Exploiting tumour hypoxia as a therapeutic target for skeletal malignancies
Tumour hypoxia (deprivation of oxygen) is a major cause of treatment failure and poor outcome for a wide variety of malignancies. Within most solid tumours, there are significant areas of hypoxia, which contain cancer cells that are resistant to chemotherapy and radiotherapy. This increases the risk of tumour recurrence and metastasis. However, tumour hypoxia also offers treatment opportunities with the development of drugs that can specifically target hypoxic zones. This project investigates the anti-cancer potential of a new class of Hypoxia Activated Pro-drugs (HAPs), uniquely in the context of treatment of bone cancers. It is important to note that bone marrow is more hypoxic (has less oxygen) compared to other tissues which means metastatic cancer cells are therefore attracted to bone marrow. Bone micro-metastases (which are beginning to form micro blood vessels), are under hypoxic stress (deprived of oxygen). As the tumour grows, it develops hypoxic regions due to inadequate blood flow and oxygen. These factors make bone metastases highly susceptible to therapeutic intervention with HAPs.
What we aim to achieve
Cancer in bone is associated with bone destruction, which is responsible for considerable morbidity and reduced quality of life. Bone destruction is the primary cause of morbidity in patients with primary bone cancer, such as osteosarcoma, Ewing’s sarcoma or multiple myeloma. Bone destruction can lead to bone pain, paralysis due to spinal cord compression, hypercalcemia (elevated blood calcium levels), fractures and the need for extensive orthopaedic surgical intervention. The cost of this morbidity is enormous, especially since these patients often survive for a longer time than patients with visceral (internal organ) metastases. Our research will inform future clinical trials of the potential benefit of HAP drugs in limiting the devastating clinical consequences of bone cancer. This is a realistic possibility, given that these groups of agents are currently in clinical (human) trials.

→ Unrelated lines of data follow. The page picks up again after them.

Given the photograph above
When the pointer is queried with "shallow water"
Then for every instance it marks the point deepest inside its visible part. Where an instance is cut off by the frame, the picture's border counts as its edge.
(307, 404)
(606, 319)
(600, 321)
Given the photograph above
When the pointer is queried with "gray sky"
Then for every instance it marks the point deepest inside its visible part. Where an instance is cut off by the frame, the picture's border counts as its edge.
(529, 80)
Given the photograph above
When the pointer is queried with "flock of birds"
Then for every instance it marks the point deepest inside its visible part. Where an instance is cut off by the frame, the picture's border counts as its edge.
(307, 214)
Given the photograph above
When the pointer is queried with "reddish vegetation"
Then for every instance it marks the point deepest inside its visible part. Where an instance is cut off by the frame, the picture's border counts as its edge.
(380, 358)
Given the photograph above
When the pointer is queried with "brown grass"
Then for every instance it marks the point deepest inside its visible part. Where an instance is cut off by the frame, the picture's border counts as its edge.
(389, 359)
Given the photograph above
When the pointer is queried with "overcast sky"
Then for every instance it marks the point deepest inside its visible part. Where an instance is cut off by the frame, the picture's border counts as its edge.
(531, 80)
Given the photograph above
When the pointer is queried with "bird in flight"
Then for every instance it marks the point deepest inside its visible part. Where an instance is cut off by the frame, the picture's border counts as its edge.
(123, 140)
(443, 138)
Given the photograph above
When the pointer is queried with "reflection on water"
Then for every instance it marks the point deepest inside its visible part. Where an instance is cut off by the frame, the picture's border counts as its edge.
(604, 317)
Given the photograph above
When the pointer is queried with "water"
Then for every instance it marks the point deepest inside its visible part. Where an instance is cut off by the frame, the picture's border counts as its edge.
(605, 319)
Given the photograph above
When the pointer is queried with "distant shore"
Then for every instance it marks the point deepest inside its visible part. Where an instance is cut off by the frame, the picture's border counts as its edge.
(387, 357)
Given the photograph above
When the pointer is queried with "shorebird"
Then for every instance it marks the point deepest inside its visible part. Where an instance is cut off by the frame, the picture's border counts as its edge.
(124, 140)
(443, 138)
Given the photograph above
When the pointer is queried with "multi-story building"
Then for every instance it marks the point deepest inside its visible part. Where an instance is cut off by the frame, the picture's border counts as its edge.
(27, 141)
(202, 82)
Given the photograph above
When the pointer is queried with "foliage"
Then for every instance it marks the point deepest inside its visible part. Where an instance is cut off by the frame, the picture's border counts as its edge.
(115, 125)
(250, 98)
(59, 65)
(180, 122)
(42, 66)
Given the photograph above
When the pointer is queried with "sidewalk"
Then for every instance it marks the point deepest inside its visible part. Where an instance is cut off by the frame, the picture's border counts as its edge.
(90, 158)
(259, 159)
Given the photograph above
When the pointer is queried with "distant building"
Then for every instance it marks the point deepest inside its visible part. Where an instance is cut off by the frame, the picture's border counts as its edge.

Our next steps and milestones
This study will provide a high level of information for a comprehensive evaluation of the effect of HAPs on bone cancer development, progression and metastatic spread and will have important implications for the planning of future clinical trials. Importantly, the approach we have taken has the real potential of being rapidly translated into the clinical setting since these groups of agents are currently in clinical trials.
What motivates me
I am motivated by working at the forefront of cancer research and contributing to new knowledge with implications in new and effective cancer therapy. Our goal is to continue towards developing new and cutting-edge therapies to improve the quality of life and longevity of patients with bone cancer.
My message to supporters
We are grateful for their generous support. There is hope. However, this hope is only kept alive by breakthroughs in medical research.